Film: Two Women
Two Women ("La ciociara") is a 1960 Italian film directed by Vittorio De Sica, starring Sophia Loren. Loren is Cesira, a widow and mother to a pubescent girl, Rosetta, in 1943 Italy, as the Allies are slowly fighting their way up the peninsula. After an Allied bombing raid on Rome, Cesira takes her daughter out of the city and to her hometown in the Italian hills. They are safe from bombing but the privations of war hit the countryside as well, as food grows short and the front lines slowly approach. Cesira draws attention from the village's local intellectual, Michele, a serious young man with socialist sympathies. A romance has just started to bloom when the fortunes of war intervene.Two Women established Sophia Loren, already world famous as a sex symbol, as a serious actress as well. It won her an Academy Award for Best Actress, and she remains to this day the only woman to win an acting Oscar for a performance not in English (unless you count Janet Gaynor winning the first Best Actress Oscar for work in silent film, or Marlee Matlin winning for Children Of A Lesser God in American Sign Language, or Holly Hunter winning for being mute in The Piano).

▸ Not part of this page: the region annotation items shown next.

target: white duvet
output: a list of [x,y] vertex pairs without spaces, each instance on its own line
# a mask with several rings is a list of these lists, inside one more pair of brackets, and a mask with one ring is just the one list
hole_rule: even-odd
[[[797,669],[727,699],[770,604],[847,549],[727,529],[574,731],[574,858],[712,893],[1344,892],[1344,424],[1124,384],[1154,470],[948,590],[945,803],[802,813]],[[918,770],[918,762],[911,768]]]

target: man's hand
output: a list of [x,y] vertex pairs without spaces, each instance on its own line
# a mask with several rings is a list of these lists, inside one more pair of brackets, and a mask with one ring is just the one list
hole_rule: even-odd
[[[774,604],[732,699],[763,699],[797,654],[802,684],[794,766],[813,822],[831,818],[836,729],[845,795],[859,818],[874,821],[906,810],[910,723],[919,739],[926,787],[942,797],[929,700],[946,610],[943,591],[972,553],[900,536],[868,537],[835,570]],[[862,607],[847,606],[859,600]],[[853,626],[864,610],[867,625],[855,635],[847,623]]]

This work contains the following tropes:
- America Won World War II: Played straight, as an American column rolls through the village, to the delight of all the locals. Then subverted when Cesira and Rosetta have a tragic encounter with some Moroccan colonial troops fighting with the Allies.
- Anguished Declaration of Love: Michele finally delivers his after a long talk about how he isn't a man because he doesn't have the courage.
- Defiled Forever/Fate Worse Than Death: How Cesira herself characterizes her daughter's rape, as she screams out to a passing American jeep.Cesira: You ruined my little daughter forever! Now she's worse than dead. No, I'm not mad, I'm not mad! Look at her! And tell me if I am mad! Rotten crazy bastards!
- Downer Ending: Cesira and Rosetta are gang-raped. Rosetta afterwards is deeply damaged, accepting nylons in return for sexual favors given to much older men. Then they get word that Michele was killed by the Germans. The only note of hope is the cathartic embrace between a weeping Rosetta and Cesira as the camera zooms out.
- Driving a Desk: Done very badly when a truck driver gives mother and daughter a ride.
- Fan Disservice: A peasant woman that Cesira encounters in a bombed-out town exposes her breast, and then offers them her milk, because her baby was just killed by the Germans.
- Heroic BSOD/Thousand-Yard Stare: Rosetta disassociates for a while after she is gang-raped.
- Hope Spot: The Americans roll through town, and it seems like there will be a Happy Ending. Then Cesira and Rosetta meet tragedy on the way back to Rome.
- Male Gaze: Cesira is irritated when a man on the train looks down her blouse.
- Mama Wolf: Cesira is determined to protect her daughter, and stares down the Italian fascist militiaman who starts creeping on Rosetta—but she can't save Rosetta from the Moroccan soldiers.
- Slap-Slap-Kiss: Some arguing and sniping between Cesira and her friend Giovanni ends in sex.
- Stock Footage: Quite obvious with a grainy old shot of a Luftwaffe plane that strafes the American column.
- Those Wacky Nazis: A few desperate Germans are about as evil as you'd expect soldiers of the Wehrmacht to be, dragging off Michele at gunpoint to guide them over the mountains. They kill him offscreen.
- Train-Station Goodbye: After Giovanni agrees to look after her grocery store while she's away, this trope is played straight, with Giovanni seeing Cesira and Rosetta off on the train.
- Victoria's Secret Compartment: Where Cesira keeps the bankroll she left Rome with—it's a big wad of money, but Sophia Loren had a lot of room.
- War Is Hell: Cesira and Rosetta can't escape, and suffer terribly.
- Where Da White Women At?: One might watch the scene where Cesira and Rosetta are gang-raped by French Moroccan colonial troops, and find an unpleasant racial tinge to the scene, but the rape and pillage conducted by French Moroccan troops in the aftermath of the battle of Monte Cassino became notorious enough to get its own name. It's called the "Marocchinate".